Many of those flying in would come to Vail, Beaver Creek, Aspen and Glenwood Springs regardless of the airport’s presence. But Kent Myers, an airport consultant who has been hired by the county to drum up airport business, said at least some travelers come to Eagle County because of convenient air service.
When Myers was working for Vail Associates more than a decade ago, numbers from the then-budding flight program indicated that 30 percent of those flyers represented “incremental” business, or people who wouldn’t have come without local air service. Today, Myers said direct air service creates an advertising advantage over resort areas that lack convenient airline connections.
“It’s part of the strategy,” said Myers. “There’s a substantial savings in time, effort and brain damage to fly directly into Eagle County.”
Last year’s single summer flight from American Airlines brought nearly 10,000 visitors to the valley. County figures indicate those visitors pumped more than $211,000 into the county’s sales tax coffers. Gypsum’s rental car revenue for the summer flight increased more than $35,000.
Revving the engine
The people who fly in and out through the commercial terminal represent only a part – albeit the major part – of the passenger traffic.
Not noted in the state study were the 60,000 to 70,000 people a year who come in on private aircraft and use the Vail Valley Jet Center as their gateway to the valley. Jet Center President Bryan Burns said his customers have an impact all through the valley, from using caterers to renting cars to dining out.
But the impact Jet Center customers have may not be as obvious. Burns said several large firms hold corporate retreats at private facilities throughout the year. People who attend those conferences help keep the valley’s service businesses humming.
If current trends hold, expect the airport’s economic engine to hum even more. Ingstad said the Federal Aviation Administration recently approved a plan to extend the airport’s runway 1,000 feet to the east, a massive construction job with an estimated $20 million price tag. The FAA will pay 90 percent of that cost.

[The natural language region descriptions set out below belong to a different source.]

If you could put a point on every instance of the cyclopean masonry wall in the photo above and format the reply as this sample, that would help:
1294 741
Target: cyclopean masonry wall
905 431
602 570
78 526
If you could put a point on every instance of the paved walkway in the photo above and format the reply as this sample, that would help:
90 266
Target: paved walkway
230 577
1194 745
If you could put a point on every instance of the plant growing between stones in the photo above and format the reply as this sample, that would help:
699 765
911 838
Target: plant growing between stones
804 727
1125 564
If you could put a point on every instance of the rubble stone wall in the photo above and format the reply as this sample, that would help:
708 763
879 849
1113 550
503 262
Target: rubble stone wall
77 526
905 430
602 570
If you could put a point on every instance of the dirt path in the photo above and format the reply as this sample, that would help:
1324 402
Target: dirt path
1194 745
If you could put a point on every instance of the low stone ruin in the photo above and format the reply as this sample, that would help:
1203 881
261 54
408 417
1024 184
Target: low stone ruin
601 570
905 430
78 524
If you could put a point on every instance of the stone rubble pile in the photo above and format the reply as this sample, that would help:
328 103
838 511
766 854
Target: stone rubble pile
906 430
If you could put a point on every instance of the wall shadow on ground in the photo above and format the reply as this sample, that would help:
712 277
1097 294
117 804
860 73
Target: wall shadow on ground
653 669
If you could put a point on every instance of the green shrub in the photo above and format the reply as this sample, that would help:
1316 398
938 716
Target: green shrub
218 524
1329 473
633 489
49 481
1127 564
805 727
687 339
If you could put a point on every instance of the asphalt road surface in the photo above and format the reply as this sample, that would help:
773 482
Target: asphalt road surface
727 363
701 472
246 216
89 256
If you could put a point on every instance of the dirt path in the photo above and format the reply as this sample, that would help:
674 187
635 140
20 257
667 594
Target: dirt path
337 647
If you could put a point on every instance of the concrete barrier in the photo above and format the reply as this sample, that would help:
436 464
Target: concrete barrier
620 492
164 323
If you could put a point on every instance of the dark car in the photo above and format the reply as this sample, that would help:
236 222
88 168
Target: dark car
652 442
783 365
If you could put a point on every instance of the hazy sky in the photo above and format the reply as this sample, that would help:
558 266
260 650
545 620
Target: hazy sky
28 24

The project will move hundreds of thousands of cubic yards of fill dirt to the east side of the airport, and will require re-locating Cooley Mesa Road on the south side of the airport.
The runway extension will allow bigger planes to use the airport, but will also allow the current crop of Boeing 757 jets to carry more fuel when taking off in the summer.
“There’s tons of opportunity with summer flights,” said Ingstad. “It’s just a matter of putting the deals together.”
This story first appeared in the Eagle Valley Enterprise.